I am convinced that voices and instruments sound at different rates of speed. A good tempo for organ is rarely the best one for voices. A slow tempo that allows voices to flower can sound boring on an organ–that’s the reason for the fast notes in keyboard parts. And voices easily can sing faster than many accompanists can manage. Unfortunately, it is possible for an organ or piano to mirror exactly what is on the page, with no style or flow. Most accompanists offer more than that, but too few are possessed of the genius that stimulates singing, gives effective cues to the voices, supports and encourages without overpowering. The effective accompanist must be composer, conductor, arranger, orchestrator, and singer all at once.
From Melodious Accord: Good Singing In Church (GIA), page 66
Do you take into account the sounding speeds of instruments as you write?

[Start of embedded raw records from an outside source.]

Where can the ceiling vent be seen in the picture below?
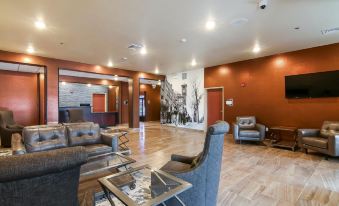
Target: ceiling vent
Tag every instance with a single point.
(329, 31)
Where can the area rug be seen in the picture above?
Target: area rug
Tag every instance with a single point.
(140, 194)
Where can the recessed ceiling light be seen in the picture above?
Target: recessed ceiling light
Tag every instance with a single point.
(156, 70)
(193, 63)
(210, 25)
(110, 64)
(143, 51)
(256, 49)
(239, 21)
(183, 40)
(30, 49)
(39, 24)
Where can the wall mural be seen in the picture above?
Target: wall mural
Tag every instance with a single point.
(182, 100)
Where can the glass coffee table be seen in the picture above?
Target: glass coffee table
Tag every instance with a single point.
(142, 186)
(105, 162)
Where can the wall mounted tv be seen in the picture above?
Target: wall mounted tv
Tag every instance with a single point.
(314, 85)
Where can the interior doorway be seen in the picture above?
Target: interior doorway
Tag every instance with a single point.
(142, 107)
(215, 107)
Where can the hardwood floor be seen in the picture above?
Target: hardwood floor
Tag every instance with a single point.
(251, 174)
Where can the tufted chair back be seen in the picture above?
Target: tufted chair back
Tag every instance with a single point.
(83, 134)
(329, 128)
(41, 138)
(246, 122)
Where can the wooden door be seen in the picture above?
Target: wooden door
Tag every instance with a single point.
(99, 103)
(214, 106)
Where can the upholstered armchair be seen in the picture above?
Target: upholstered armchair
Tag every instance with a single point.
(247, 128)
(202, 171)
(42, 178)
(324, 140)
(8, 127)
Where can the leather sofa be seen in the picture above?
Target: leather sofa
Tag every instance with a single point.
(202, 171)
(324, 140)
(8, 127)
(247, 128)
(43, 178)
(49, 137)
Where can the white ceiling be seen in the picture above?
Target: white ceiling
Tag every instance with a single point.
(94, 31)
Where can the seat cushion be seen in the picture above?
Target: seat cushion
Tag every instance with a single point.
(249, 133)
(174, 166)
(315, 142)
(37, 139)
(97, 149)
(83, 134)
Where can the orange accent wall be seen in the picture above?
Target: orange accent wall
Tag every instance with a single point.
(152, 103)
(19, 93)
(258, 87)
(52, 72)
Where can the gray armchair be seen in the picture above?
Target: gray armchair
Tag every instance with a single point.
(8, 127)
(324, 140)
(202, 171)
(247, 128)
(42, 178)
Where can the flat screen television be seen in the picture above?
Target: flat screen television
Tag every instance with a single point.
(314, 85)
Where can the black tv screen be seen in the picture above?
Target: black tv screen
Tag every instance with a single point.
(314, 85)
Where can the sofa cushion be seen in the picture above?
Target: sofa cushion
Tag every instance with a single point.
(97, 149)
(329, 129)
(83, 134)
(246, 122)
(174, 166)
(249, 133)
(38, 139)
(315, 142)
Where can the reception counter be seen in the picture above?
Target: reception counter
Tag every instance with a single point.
(104, 119)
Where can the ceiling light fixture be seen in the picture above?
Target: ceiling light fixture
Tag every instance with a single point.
(183, 40)
(256, 49)
(210, 25)
(110, 64)
(143, 51)
(156, 70)
(30, 49)
(39, 24)
(193, 63)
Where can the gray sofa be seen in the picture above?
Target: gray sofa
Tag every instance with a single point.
(8, 127)
(47, 137)
(43, 178)
(202, 171)
(324, 140)
(246, 128)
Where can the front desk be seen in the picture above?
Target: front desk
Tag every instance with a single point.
(104, 119)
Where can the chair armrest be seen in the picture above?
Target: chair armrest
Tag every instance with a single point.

As you conduct?
It’s one of the reasons I work hard to avoid playback from my notation software: it gives you a mistaken impressions of your work, in particular of correct tempi.
My most valued mentor was a virtuosic pianist as well as a conductor; he was notorious for taking pieces about 8-10 clicks faster than you expected. While part of that is probably his high-energy personality, I wonder whether it was also his comfort with the correct sounding-speed of the piano. He naturally heard things at piano tempi, not vocal tempi.
Understanding the differences, and letting the voices lead in choral music, will make the music far more effective.